June 5, 2014

Remembering Kraken

Tiffany Trader

In supercomputing, it is often the case that top systems are only around for about half a decade. With the breaking of the petascale barrier now fixed in the rearview mirror of 2008, we are starting to see some of those ground-breaking systems reach their retirement age. It happened with Roadrunner, the world’s first petaflopper, not too long ago, and at noon on April 30, 2014, it happened to Kraken, the first academic petaflop computer.

To mark this occasion and highlight the important contributions that Kraken enabled, Troy Baer, Senior HPC System Administrator at the National Institute for Computational Sciences, has written a few words about the “end of an era.”

“In total, Kraken ran 4.2 million jobs on behalf of 2,660 users in 1,121 projects over its lifetime, using 4.12 billion core-hours at an average utilization of 85.1%,” Baer shares. “Of these, the vast majority were from projects from the National Science Foundation’s TeraGrid and later XSEDE allocation process.”

Kraken is a 1.17-petaflop (peak) Cray XT5 system with 18,816 compute sockets, 112,896 compute cores, and more than 147 terabytes of memory. When it came online in November 2009, it was the third fastest computer in the world.

Kraken stood apart as being both a capacity machine and a capability machine. The capability side was a natural fit for the Cray XT5 architecture, yet Kraken was the also the primary NSF computing resource for the majority of its operational life. This meant that Kraken was called on to support a wide range of job types. Facilitating this flexibility was a unique bi-modal scheduling approach, championed by NICS’ first director, the late Dr.
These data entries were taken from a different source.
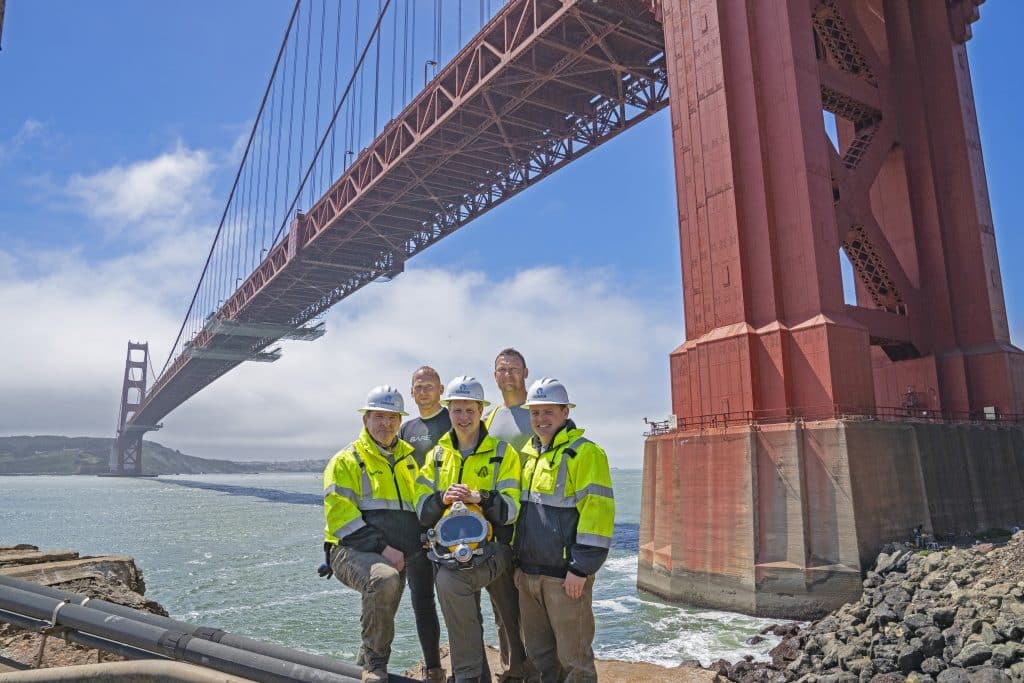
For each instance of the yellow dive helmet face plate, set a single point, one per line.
(460, 536)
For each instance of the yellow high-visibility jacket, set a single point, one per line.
(369, 502)
(494, 468)
(568, 508)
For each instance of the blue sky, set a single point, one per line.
(98, 96)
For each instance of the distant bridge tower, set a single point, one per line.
(126, 455)
(798, 453)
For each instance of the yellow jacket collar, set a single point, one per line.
(486, 443)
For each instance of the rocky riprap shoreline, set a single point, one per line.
(952, 615)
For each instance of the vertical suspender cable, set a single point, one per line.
(351, 107)
(230, 195)
(334, 84)
(394, 58)
(305, 91)
(320, 92)
(377, 75)
(374, 34)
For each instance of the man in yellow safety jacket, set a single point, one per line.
(370, 506)
(471, 466)
(562, 538)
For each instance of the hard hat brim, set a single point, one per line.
(367, 409)
(547, 402)
(445, 401)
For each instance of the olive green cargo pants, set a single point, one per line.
(558, 630)
(459, 593)
(381, 586)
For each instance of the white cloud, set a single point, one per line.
(30, 130)
(74, 321)
(156, 195)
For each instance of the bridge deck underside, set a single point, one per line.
(543, 83)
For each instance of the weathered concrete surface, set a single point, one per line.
(115, 579)
(780, 520)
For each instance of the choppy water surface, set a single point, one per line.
(240, 552)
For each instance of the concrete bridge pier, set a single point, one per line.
(782, 519)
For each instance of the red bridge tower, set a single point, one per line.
(811, 431)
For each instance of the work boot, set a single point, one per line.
(435, 675)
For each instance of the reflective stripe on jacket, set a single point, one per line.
(568, 509)
(368, 503)
(494, 466)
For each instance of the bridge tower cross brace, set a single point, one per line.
(128, 443)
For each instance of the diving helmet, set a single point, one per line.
(460, 539)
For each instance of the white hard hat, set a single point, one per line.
(547, 391)
(464, 388)
(385, 398)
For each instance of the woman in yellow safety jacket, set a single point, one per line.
(470, 466)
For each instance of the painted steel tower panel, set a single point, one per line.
(766, 203)
(811, 431)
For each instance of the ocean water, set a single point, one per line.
(240, 552)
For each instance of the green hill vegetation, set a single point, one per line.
(86, 455)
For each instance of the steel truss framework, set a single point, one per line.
(543, 83)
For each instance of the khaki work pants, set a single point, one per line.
(459, 593)
(559, 631)
(381, 586)
(505, 602)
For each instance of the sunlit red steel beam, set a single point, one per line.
(544, 82)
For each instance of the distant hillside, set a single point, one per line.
(85, 455)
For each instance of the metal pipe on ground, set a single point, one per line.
(169, 643)
(84, 639)
(143, 671)
(214, 635)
Phil Andrews.

“The default mode in Kraken’s bi-modal scheduling supported capacity computing; capability jobs were saved up and run one after another following maintenance windows or outages, using the Moab scheduler’s advanced reservation and trigger features,” Baer explains. “This approach allowed Kraken to reach an unheard-of ~90%+ utilization for over three years, and that approach has subsequently been adopted by other systems such as Georgia Tech’s Keeneland.”

Although Kraken has been officially retired, its login nodes and Lustre file system will be available to users through the end of August to allow data transfers to other systems. After August 27, 2014, it will no longer be accessible. The University of Tennessee, which managed Kraken, has dedicated a webpage to the system’s decommissioning.

Baer ends his eulogy with a reminder of all the other UT HPC resources that have benefitted from some of the same technology that went into Kraken and from the same support and user community, including “Nautilus, an SGI UV1000 system used for remote data analysis and visualization; Beacon, a Cray CS300 system used for porting and optimization of applications to Intel Xeon Phi coprocessors; Darter, a Cray XC30 system used for general purpose computing; and Thunderhead, a Cray GreenBlade system used as a cloud testbed.”